Out of China: A marriage of East and West

PEKING - Springtime in China, and a busy month for weddings. On 8 May, traditionally a lucky day, because in Chinese the date sounds a bit like 'I am getting wealthy', some 4,000 couples tied the knot in Changchun, the capital of Jilin province. The China Youth Daily said the wedding-garment factory had been working overtime for the previous fortnight.

On 18 May ('I will get wealthy') there was a similar run on the services of The Purple House wedding centre, situated in a small lane off the busy Wangfujing shopping street in Peking. 'Eleven couples wanted that day. From 9am to 6pm, it was just one after another. We had to have a strict time limit on each ceremony,' said Zhang Fuyi, the general manager.

The Purple House is where romantic myth is turned into reality for hundreds of Peking's better-off young couples. The original wedding-service company of the same name was opened in 1934 - and closed 19 years later, when extravagant weddings were deemed un-socialist. Now that changing socialist mores have made it acceptable again, the lavish marriages are a booming industry. Since the Purple House was reborn four years ago, more than 1,500 couples have taken their vows in its first-floor ceremony room.

Before a couple can get married in China, they must first obtain permission from their work units. The legal registration of the marriage is then carried out at a government office, leaving complete freedom to decide how to celebrate the union. Some young couples who are living away from their home towns opt for a holiday and exchange their chosen marriage vows and rings alone in some scenic spot. Others arrange an informal gathering or picnic with their friends. For many families, however, the wedding celebrations concentrate on a banquet for large numbers of people. So far, pleas by the central government for families to limit the amount spent on lavish weddings have fallen on deaf ears.

The Purple House, owned by the Peking Textile Bureau, whose other business ventures these days include coal transportation and car spare parts, has evolved into a one-stop wedding shop for those who want a quasi-Western ceremony with Chinese characteristics. The ground-floor shop sells the outfits, rings, flowers, 'double happiness' decorations, and an array of wedding presents.

Upstairs, the modern Chinese wedding these days features a bride got up in a fairytale fantasy of white satin, organza and netting. 'I think wearing the Western-style dress has become very fashionable in Peking. The old-style traditional costume is not comfortable; it does not comply with current society now,' said Mr Zhang. The dress is usually rented; the Purple House has more than 100 to choose from, including imported models from Taiwan, Japan and Hong Kong.

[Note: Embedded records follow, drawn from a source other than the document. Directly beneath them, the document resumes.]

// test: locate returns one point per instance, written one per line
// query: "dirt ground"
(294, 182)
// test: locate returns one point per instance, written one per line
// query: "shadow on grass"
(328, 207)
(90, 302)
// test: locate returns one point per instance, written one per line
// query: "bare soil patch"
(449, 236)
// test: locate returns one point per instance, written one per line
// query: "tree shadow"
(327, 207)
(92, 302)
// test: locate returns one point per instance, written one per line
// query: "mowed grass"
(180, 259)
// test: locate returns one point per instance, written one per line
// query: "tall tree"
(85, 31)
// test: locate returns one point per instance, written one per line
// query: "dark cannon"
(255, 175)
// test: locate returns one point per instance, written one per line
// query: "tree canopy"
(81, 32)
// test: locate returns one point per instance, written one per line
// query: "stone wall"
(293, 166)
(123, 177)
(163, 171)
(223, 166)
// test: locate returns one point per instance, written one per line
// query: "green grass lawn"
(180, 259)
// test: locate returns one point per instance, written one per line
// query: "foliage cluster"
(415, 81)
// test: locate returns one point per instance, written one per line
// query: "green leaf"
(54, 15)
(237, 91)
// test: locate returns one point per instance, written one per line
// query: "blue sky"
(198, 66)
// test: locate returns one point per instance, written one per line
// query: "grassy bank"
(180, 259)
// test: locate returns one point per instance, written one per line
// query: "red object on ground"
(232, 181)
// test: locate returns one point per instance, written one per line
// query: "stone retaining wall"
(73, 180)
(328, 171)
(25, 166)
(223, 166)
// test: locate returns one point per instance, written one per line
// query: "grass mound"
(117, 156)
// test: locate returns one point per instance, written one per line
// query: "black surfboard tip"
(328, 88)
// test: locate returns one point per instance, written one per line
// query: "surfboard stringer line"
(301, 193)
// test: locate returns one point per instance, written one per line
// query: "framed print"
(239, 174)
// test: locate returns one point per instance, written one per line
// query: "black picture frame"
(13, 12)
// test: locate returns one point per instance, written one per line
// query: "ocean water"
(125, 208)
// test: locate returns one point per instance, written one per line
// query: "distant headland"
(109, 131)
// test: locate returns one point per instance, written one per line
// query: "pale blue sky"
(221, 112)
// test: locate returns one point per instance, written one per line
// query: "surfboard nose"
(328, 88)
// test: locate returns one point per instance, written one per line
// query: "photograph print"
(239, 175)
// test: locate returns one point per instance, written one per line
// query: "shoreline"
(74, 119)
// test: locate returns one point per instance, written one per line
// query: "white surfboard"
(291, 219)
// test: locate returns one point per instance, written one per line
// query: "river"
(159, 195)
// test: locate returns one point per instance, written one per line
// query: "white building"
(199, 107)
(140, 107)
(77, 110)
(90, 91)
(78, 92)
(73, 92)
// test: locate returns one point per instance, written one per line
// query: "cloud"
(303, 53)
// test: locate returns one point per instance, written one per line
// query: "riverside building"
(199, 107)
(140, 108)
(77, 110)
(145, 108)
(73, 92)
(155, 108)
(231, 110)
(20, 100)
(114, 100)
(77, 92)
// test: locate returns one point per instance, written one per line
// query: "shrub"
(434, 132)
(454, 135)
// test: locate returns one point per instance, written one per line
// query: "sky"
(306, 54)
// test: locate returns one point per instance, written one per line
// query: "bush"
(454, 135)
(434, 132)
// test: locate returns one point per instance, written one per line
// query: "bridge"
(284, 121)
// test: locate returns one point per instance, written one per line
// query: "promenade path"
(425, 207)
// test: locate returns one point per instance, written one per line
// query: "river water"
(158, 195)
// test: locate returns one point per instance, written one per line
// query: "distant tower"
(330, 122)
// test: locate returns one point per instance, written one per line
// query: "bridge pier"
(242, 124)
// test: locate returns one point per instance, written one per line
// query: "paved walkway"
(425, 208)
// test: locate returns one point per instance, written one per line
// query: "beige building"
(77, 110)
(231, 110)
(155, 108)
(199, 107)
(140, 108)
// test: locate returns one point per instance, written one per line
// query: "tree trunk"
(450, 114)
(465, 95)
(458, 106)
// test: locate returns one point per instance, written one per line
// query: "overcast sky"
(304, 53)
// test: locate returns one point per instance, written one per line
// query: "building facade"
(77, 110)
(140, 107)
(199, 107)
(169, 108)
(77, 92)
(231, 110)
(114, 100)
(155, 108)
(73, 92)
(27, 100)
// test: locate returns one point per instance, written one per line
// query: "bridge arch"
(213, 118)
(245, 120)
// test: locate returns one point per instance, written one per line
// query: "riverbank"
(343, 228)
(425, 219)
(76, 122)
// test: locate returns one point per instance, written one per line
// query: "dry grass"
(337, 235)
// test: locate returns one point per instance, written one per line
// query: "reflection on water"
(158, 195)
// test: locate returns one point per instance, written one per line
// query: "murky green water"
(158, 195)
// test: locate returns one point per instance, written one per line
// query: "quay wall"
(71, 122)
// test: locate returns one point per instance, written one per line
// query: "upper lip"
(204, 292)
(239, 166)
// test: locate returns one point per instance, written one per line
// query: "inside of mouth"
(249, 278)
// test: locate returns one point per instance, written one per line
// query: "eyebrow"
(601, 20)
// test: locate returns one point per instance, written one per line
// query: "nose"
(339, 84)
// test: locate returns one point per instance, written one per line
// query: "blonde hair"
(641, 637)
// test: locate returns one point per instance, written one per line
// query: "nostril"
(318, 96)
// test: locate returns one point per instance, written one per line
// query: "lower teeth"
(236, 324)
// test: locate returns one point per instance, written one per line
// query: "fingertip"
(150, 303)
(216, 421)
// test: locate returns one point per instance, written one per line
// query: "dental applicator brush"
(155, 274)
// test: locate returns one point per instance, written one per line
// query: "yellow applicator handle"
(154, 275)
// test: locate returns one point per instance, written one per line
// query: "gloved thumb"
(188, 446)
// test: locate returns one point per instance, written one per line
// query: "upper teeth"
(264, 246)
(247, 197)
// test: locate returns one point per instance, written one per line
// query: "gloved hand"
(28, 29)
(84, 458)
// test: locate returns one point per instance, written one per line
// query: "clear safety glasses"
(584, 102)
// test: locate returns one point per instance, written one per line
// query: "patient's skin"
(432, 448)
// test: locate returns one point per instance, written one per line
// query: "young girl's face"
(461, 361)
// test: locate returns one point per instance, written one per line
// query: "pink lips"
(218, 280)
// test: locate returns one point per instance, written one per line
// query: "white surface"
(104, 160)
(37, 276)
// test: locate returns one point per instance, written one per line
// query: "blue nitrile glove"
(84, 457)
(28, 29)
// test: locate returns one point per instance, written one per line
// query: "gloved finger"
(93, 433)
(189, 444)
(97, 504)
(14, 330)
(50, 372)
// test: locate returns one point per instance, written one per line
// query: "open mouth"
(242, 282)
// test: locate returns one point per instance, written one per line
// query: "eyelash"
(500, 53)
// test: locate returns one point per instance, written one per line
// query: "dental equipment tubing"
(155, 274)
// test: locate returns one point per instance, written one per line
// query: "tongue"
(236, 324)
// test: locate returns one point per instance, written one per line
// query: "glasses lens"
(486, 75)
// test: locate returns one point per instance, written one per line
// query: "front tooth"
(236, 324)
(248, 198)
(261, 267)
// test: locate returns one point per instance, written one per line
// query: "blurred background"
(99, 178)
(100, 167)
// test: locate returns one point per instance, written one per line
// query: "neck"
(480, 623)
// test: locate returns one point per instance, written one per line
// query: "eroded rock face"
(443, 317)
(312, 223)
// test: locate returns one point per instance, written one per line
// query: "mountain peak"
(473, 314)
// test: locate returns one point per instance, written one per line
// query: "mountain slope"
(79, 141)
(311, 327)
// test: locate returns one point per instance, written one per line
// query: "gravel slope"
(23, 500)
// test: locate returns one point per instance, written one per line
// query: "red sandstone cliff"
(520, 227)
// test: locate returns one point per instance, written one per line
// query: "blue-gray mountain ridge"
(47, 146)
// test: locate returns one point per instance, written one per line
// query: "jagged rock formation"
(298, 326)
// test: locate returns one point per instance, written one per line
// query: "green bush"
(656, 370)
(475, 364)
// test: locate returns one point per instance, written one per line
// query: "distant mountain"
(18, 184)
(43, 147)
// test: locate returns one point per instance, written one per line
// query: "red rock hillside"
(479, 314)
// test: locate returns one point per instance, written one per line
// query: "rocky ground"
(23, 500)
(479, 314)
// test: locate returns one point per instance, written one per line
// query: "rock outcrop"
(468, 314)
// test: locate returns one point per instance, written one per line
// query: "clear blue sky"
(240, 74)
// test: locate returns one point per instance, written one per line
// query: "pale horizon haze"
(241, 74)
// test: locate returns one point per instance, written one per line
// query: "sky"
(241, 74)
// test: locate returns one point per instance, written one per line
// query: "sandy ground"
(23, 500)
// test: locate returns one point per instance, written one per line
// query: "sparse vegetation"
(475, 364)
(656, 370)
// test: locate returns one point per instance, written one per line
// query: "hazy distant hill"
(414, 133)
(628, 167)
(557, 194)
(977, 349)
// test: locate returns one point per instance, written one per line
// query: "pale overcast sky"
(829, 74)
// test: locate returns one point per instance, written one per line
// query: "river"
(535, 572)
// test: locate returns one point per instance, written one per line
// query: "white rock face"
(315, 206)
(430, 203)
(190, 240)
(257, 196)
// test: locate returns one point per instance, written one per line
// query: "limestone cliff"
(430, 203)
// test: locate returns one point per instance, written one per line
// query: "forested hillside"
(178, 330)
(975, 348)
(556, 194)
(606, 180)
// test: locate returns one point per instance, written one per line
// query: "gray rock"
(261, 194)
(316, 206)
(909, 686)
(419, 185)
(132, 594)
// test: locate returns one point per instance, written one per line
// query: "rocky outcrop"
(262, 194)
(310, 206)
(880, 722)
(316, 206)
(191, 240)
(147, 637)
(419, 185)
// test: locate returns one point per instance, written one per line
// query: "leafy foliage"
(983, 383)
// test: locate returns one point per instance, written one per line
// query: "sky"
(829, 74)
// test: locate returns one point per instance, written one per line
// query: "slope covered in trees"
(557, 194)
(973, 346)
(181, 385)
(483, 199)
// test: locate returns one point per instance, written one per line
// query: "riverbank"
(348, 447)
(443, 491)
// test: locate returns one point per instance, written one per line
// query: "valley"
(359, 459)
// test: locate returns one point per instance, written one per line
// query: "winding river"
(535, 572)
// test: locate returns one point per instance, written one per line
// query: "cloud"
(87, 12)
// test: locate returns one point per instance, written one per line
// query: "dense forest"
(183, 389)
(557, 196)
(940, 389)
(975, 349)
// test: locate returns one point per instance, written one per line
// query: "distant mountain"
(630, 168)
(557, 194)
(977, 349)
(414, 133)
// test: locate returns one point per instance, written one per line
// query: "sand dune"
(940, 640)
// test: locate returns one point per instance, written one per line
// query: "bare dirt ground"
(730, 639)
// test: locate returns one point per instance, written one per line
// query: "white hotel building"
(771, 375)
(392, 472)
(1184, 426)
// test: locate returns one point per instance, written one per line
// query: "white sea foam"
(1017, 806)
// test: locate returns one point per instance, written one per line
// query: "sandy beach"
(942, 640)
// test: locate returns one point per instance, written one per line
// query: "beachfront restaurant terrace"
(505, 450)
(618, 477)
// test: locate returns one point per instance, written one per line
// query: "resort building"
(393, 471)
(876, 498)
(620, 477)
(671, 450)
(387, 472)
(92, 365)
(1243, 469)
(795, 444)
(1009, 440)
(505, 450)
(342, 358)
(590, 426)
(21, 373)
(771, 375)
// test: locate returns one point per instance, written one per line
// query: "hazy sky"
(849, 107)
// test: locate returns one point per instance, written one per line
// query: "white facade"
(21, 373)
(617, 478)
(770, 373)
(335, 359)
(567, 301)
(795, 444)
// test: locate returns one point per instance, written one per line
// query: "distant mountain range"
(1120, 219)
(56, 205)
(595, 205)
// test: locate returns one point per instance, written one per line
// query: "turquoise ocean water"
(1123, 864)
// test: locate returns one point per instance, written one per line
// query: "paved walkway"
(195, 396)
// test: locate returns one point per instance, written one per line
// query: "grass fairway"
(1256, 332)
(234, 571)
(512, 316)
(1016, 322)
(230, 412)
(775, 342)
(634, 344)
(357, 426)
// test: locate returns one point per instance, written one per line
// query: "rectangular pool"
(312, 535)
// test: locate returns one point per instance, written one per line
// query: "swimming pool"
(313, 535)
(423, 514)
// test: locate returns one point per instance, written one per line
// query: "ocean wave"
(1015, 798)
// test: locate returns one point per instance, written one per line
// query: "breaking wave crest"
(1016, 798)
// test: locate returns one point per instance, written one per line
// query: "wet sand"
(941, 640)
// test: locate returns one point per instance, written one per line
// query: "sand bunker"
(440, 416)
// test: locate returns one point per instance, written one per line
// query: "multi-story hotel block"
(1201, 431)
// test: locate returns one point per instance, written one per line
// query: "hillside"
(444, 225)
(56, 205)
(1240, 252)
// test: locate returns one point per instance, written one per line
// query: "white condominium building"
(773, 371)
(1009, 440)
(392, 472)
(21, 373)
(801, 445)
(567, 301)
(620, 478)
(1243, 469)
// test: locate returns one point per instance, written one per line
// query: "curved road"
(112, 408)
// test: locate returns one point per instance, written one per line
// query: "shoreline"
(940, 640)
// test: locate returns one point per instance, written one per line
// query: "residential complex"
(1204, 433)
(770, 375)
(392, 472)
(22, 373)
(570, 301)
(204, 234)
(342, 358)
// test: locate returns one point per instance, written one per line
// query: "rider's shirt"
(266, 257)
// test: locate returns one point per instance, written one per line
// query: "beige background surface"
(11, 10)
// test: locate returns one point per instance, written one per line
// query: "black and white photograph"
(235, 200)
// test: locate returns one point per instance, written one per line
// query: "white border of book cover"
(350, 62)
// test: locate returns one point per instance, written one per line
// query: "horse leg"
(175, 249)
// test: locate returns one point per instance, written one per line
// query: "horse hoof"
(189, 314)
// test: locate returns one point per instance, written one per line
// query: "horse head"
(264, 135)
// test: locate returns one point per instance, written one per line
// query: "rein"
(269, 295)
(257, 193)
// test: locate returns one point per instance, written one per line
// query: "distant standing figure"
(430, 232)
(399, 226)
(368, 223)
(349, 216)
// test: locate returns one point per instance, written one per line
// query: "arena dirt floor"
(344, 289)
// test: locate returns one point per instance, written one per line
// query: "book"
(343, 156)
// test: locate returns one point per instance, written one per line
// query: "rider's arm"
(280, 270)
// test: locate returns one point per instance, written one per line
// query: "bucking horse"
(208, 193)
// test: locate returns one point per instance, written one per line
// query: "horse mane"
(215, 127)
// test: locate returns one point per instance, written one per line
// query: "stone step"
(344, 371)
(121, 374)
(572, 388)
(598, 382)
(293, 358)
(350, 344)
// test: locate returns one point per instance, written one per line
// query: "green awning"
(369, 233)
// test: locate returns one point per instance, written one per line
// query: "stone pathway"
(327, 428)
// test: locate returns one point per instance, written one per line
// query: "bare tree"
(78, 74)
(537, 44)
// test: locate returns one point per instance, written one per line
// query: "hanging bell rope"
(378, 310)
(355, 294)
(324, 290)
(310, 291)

Instead of a vicar or government cadre, the ceremony is conducted by a master of ceremonies.

All up, the affair costs on average around 6,000 yuan (pounds 500), about twice the average annual urban income, if you believe the official statistics.

For those young couples who cannot afford such a spread, or who are not from Peking, the Purple House provides a 'photos-only' wedding ceremony.

Collective weddings also remain popular. In February 1991, Mr Zhang arranged a wedding for 100 couples in the Great Hall of the People. Other mass ceremonies have taken place at Tiananmen, the Summer Palace, and at the Great Wall.

While weddings become more theatrical again, the past two years in China has also seen the number of divorces soar: last year more than 900,000 couples went their separate ways.